With the help of NASA’s Sptizer Space Telescope, researchers are beginning to dissect an exotic class of planets known as hot Jupiters or roasters, due to their tight orbits around their stars.
Among the many discoveries being made, however, are just how varied these gas giants' climates are, according to a release from the Jet Propulsion Laboratory.
“The hot Jupiters are beasts to handle,” said Nikole Lewis of the Massachusetts Institute of Technology and lead author of a new Spitzer paper analyzing one such hot Jupiter. “They are not fitting neatly into our models and are more diverse than we thought.”
These planets were the first exoplanets ever discovered and were first uncovered in 1995 by Swiss astronomers who used a technique in which they measured the wobble of the star caused by the tug of a planet. Because these hot Jupiters are both heavy and orbit around the stars so quickly, they were easiest to find using this strategy and dozens of discoveries of roasters soon followed.

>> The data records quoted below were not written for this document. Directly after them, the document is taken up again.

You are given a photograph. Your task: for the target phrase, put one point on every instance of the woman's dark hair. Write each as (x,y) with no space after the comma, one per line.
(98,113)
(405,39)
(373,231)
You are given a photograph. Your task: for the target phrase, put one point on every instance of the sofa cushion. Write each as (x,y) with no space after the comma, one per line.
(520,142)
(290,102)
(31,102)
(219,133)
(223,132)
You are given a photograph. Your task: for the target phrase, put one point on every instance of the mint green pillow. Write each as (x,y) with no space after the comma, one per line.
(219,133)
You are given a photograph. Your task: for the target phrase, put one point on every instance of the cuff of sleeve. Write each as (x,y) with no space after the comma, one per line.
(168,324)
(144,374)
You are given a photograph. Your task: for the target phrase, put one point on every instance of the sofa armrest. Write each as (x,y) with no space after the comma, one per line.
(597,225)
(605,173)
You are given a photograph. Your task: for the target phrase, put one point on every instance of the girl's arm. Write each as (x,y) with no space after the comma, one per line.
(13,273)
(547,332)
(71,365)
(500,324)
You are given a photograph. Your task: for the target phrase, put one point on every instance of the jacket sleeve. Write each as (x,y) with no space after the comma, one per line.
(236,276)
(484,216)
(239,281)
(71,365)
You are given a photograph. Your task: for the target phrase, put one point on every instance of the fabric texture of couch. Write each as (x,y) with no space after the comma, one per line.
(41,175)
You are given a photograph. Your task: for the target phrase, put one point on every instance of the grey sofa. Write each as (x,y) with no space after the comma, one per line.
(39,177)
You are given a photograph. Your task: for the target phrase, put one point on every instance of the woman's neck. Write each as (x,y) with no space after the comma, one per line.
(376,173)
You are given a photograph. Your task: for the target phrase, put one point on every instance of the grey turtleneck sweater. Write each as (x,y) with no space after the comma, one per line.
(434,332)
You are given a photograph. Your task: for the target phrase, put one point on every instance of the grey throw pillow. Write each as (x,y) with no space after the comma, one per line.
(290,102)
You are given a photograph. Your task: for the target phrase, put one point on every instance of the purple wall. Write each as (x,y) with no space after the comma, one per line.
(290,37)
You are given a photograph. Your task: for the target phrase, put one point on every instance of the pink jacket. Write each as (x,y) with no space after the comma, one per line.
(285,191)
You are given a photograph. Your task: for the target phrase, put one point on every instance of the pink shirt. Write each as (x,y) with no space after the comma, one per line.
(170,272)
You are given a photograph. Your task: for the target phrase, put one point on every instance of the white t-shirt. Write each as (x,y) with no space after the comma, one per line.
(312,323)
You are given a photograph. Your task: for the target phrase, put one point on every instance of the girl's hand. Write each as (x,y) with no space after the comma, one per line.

In fact, scientists found so many that researchers began to think they represented a dominant planet type; however, new research, including evidence from NASA’s Kepler space telescope, show they are really quite rare.
In 2005, Spitzer became the first telescope to detect light emitted by an exoplanet, which also happened to be a hot Jupiter. It then watched as the planet disappeared behind the star in an event called a secondary eclipse.
Since then, Spitzer has probed the atmospheres of dozens of hot Jupiters, and, in the latest study based on a Spitzer observation, scientists discuss how the infrared telescope watched one planet for six days as it crossed in front of its star, slipped behind it and then reappeared on the other side in a comet-like eccentric orbit.
“It’s as if nature has given us a perfect lab experiment with this system,” said Heather Knutson, a co-author of the new paper at the California institute of Technology. “Because the planet’s distance to the sun changes, we can watch how fast it takes to heat up and cool down. It’s as though we’re turning the heat knob up on our planet and watching what happens.”
The study is also the first to use multiple wavelengths of infrared light instead of just one, thus enabling scientists to view different layers of the planet.
In all, Lewis’ team left the observation with 2 million data points to map out. As they do so, according to Nick Cowan of Northwestern University, “Theories are being shot down right and left. Right now, it’s like the wild, wild west.”